Robb Sagendorph passed away in 1970. In his career, he grew Yankee from a small publication to a national magazine. Along the way, he gained fame and even did television appearances. The charm of the magazine caught on: people bought subscriptions to Yankee as Christmas gifts and many had a New England connection. That is still the case today.

On his deathbed Robb called his son-in-law, Rob Trowbridge, and his nephew Jud to share important news. He told Rob to take over the business side of Yankee and Jud would handle the editorial end of things. It was then that Jud became the editor of Yankee and the Old Farmer’s Almanac. “He told us not to grow the company any larger,” Jud remembers. “when we asked him why, he said because the plumbing wouldn’t take it!”

That wry New England humor was a part of Robb’s personality and it is also one of Jud’s charms. Although Jud is officially retired after years of working 10-12 hour days and weekends, he still goes to the office each day and continues to write the popular House for Sale column for Yankee.

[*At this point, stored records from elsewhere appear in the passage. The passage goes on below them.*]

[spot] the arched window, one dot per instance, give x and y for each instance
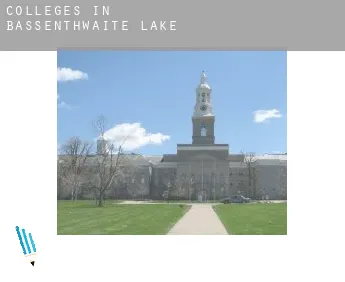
(203, 130)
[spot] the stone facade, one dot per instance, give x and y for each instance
(202, 170)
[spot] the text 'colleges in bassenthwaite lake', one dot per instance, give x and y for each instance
(64, 18)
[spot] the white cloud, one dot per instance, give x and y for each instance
(263, 115)
(62, 104)
(132, 136)
(67, 74)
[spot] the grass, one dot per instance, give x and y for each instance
(84, 218)
(254, 219)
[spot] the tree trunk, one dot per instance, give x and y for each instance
(100, 198)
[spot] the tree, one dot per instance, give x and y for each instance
(72, 164)
(110, 164)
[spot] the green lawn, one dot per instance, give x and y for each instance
(84, 218)
(254, 219)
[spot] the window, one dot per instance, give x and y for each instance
(203, 130)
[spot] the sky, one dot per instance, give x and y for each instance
(149, 97)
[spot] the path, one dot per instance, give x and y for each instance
(199, 220)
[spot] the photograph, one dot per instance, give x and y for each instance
(171, 142)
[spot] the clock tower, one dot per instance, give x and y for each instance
(203, 118)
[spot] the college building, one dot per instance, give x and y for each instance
(201, 170)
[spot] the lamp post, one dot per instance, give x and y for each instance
(169, 185)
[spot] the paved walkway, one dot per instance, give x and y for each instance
(199, 220)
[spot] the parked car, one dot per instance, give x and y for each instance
(235, 199)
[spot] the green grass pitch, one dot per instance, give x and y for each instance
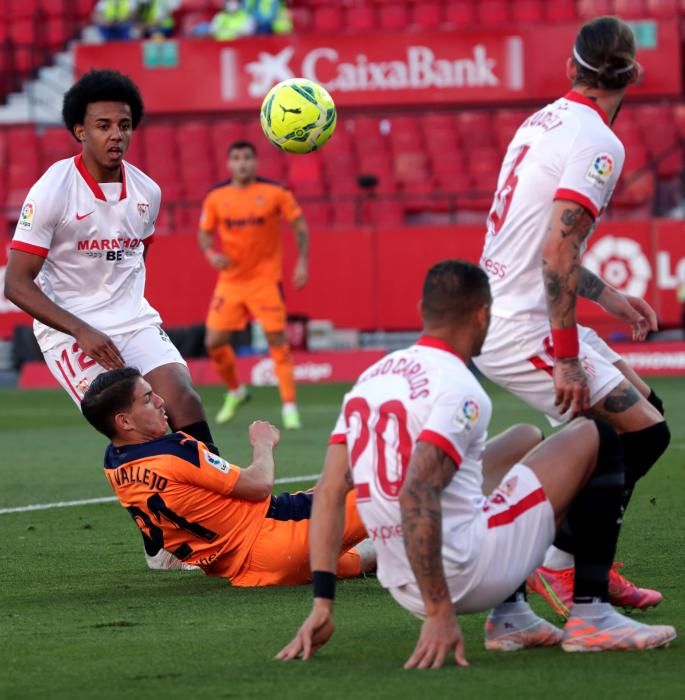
(82, 617)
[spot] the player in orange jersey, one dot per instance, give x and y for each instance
(205, 511)
(246, 210)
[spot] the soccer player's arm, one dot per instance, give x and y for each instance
(434, 461)
(585, 187)
(293, 213)
(325, 542)
(28, 251)
(253, 483)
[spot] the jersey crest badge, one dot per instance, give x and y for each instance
(144, 211)
(26, 216)
(600, 170)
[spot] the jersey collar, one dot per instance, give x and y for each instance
(94, 186)
(573, 96)
(430, 342)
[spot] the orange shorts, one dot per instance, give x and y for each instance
(280, 554)
(234, 302)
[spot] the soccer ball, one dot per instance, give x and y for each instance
(298, 116)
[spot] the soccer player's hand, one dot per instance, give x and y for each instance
(316, 630)
(570, 385)
(99, 347)
(636, 312)
(440, 634)
(263, 432)
(218, 260)
(300, 273)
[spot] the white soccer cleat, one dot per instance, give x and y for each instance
(514, 626)
(166, 561)
(598, 627)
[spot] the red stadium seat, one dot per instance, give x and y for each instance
(493, 12)
(527, 11)
(460, 13)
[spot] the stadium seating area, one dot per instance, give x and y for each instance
(430, 163)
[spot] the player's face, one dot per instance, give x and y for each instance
(242, 164)
(147, 416)
(106, 133)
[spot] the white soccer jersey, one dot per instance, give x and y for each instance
(92, 238)
(564, 151)
(426, 393)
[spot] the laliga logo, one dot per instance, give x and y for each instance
(621, 262)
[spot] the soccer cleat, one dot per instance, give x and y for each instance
(233, 401)
(291, 418)
(625, 594)
(513, 626)
(166, 561)
(598, 627)
(555, 586)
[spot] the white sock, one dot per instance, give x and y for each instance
(556, 558)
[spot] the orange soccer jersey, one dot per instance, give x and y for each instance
(248, 220)
(178, 493)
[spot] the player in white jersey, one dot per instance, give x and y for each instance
(77, 266)
(410, 439)
(557, 177)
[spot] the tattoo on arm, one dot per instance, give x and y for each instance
(589, 285)
(561, 263)
(430, 470)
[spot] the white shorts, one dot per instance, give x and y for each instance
(517, 525)
(517, 356)
(145, 349)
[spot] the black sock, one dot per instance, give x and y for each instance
(595, 519)
(200, 431)
(519, 595)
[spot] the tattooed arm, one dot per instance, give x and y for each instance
(325, 543)
(430, 470)
(634, 311)
(569, 226)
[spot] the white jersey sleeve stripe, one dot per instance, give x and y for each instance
(29, 248)
(442, 443)
(573, 196)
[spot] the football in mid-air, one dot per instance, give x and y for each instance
(298, 115)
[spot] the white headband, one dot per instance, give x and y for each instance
(585, 64)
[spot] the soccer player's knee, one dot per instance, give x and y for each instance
(642, 448)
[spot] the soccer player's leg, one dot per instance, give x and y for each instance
(227, 314)
(582, 472)
(268, 307)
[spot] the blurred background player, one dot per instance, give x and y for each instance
(447, 549)
(557, 178)
(247, 212)
(208, 512)
(84, 237)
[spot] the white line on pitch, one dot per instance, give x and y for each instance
(110, 499)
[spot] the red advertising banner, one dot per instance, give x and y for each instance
(202, 75)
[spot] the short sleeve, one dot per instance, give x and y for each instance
(339, 434)
(455, 421)
(36, 225)
(208, 217)
(591, 172)
(290, 209)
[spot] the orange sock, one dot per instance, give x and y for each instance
(223, 359)
(285, 372)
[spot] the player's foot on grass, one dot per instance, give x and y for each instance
(625, 594)
(513, 626)
(291, 417)
(166, 561)
(555, 586)
(232, 402)
(598, 627)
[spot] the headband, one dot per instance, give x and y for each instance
(585, 64)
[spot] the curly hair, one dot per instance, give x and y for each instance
(101, 86)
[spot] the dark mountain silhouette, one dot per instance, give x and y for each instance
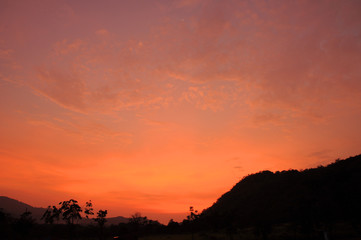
(15, 208)
(312, 199)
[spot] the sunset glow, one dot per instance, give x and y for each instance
(155, 106)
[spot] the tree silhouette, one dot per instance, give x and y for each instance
(193, 215)
(70, 211)
(88, 209)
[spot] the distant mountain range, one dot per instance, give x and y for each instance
(15, 208)
(313, 197)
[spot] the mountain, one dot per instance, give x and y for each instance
(15, 208)
(312, 197)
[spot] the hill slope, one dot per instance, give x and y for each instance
(311, 197)
(15, 208)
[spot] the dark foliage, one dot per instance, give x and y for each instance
(313, 200)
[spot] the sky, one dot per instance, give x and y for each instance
(155, 106)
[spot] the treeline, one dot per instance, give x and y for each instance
(319, 203)
(63, 223)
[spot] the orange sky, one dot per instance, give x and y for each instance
(154, 106)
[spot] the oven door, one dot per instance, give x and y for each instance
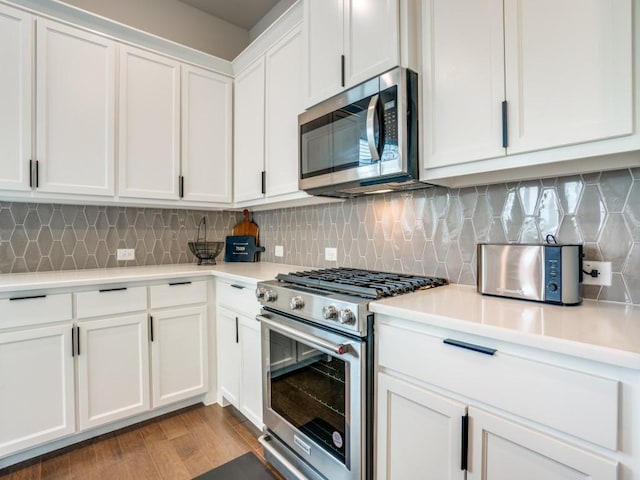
(313, 388)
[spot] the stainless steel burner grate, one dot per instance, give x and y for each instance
(363, 283)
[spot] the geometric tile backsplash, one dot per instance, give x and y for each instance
(432, 231)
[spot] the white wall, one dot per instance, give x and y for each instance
(271, 16)
(175, 21)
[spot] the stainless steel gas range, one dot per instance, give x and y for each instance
(317, 362)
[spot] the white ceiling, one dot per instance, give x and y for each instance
(243, 13)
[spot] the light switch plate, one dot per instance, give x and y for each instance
(125, 254)
(604, 273)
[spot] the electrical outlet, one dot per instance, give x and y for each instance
(604, 273)
(125, 254)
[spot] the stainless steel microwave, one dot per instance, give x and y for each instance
(364, 140)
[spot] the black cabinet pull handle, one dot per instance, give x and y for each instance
(470, 346)
(12, 299)
(505, 128)
(464, 455)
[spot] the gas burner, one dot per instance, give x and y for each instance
(362, 283)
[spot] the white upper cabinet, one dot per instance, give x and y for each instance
(463, 79)
(249, 133)
(268, 100)
(569, 76)
(371, 38)
(16, 38)
(324, 30)
(508, 77)
(348, 42)
(75, 111)
(283, 104)
(149, 128)
(207, 104)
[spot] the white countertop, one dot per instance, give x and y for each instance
(606, 332)
(602, 331)
(252, 272)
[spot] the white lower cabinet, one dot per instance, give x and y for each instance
(178, 354)
(484, 413)
(418, 432)
(239, 349)
(504, 450)
(122, 352)
(113, 369)
(36, 386)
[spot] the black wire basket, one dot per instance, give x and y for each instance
(205, 252)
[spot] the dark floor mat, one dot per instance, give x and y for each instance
(246, 467)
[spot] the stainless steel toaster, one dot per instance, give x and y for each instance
(549, 273)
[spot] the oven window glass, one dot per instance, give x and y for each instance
(308, 389)
(337, 141)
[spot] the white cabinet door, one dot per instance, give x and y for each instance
(324, 43)
(283, 103)
(228, 339)
(503, 450)
(206, 135)
(249, 133)
(16, 38)
(179, 354)
(251, 369)
(418, 433)
(75, 111)
(113, 369)
(463, 81)
(36, 387)
(569, 71)
(149, 125)
(371, 38)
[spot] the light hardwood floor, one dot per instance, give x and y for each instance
(176, 446)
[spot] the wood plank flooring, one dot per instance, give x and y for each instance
(180, 445)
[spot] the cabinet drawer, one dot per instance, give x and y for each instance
(21, 310)
(238, 297)
(110, 301)
(570, 401)
(178, 292)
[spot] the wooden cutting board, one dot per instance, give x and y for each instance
(246, 227)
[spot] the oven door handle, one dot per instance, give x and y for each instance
(340, 349)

Since retirement, Jud and his wife Sally take interesting road trips, such as up the coast of Maine. They also maintain a summer home on a Lake Winnipesaukee island. Their children grew up on the lake, working at local stores, marinas and restaurants as teens. Jud speaks fondly of the area, and has no plans to give up their summer island home.

“In 1971 I was contacted by a friend, telling me of a property on a Lake Winnipesaukee island. He said it would make a great House for Sale story. We fell in love with the place and bought it. My wife spent entire summers there with the kids. I traveled up on Friday nights and stayed til Monday mornings. The house was built in about 1965; we’ve added on because the kids are still enthusiastic and love to spend time there with their kids.”

Jud has observed some changes in the Lakes Region in the last few years, primarily that there seems to be less boat traffic than previously. “But a lot hasn’t changed, such as the beautiful sunset from our cottage,” he adds.

Yankee magazine also has changed over the years. The size of the magazine has altered and one of Jud’s long-time writer friends, Mel Allen, is now the editor. (Jud and Mel have worked together for over 25 years and Jud credits Mel with having many, many great story ideas.)

While much has changed, some things are just about the same as the early days of Yankee. “The editorial meetings are similar. We still have to have fresh, entertaining and informative ideas for stories. We have to come up with stuff people want to read,” Jud says. “We have to please the readers with every issue. I never got sick of it in all the years I was editor.”

Each issue brings back memories for Jud; he says when he picks up a 1984 issue, for example, it’s like opening a family album. He is reminded to the writers and the challenges the staff experienced with every issue and all the people he met.

The challenges for Yankee will get no smaller, because the company just purchased a group of magazines from McLean Communications. The challenge does not frighten Jud, who says it’s an exciting time. “If we are successful, who knows, we might acquire more? We don’t have any plans to stop. The business in now in the third generation.”

Jud reflects, when asked what his Uncle Robb would think of the business today. “He would be so proud. Proud of what we’ve done and very proud of his grandson Jamie Trowbridge, who is now president and CEO. Jamie runs the business and he has done a fabulous job. He’s smart and very diplomatic.”

Undoubtedly Jud’s Uncle Rob would be pretty proud and impressed with the love and care his nephew has put into Yankee over the years. Jud could have stuck to his original plan and moved on long ago, but he found a life and fulfilling work with that little New England magazine started so long ago.

And what about the time when he can’t make it up those office stairs any longer? (Jud laughs when it’s pointed out to him he just might not be 21 any longer!)

Most likely the staff would find a way to get their editor-in-chief to work each day. Jud has earned their respect and caring over the years; there is indeed something to be said for holding down the same job for a lifetime.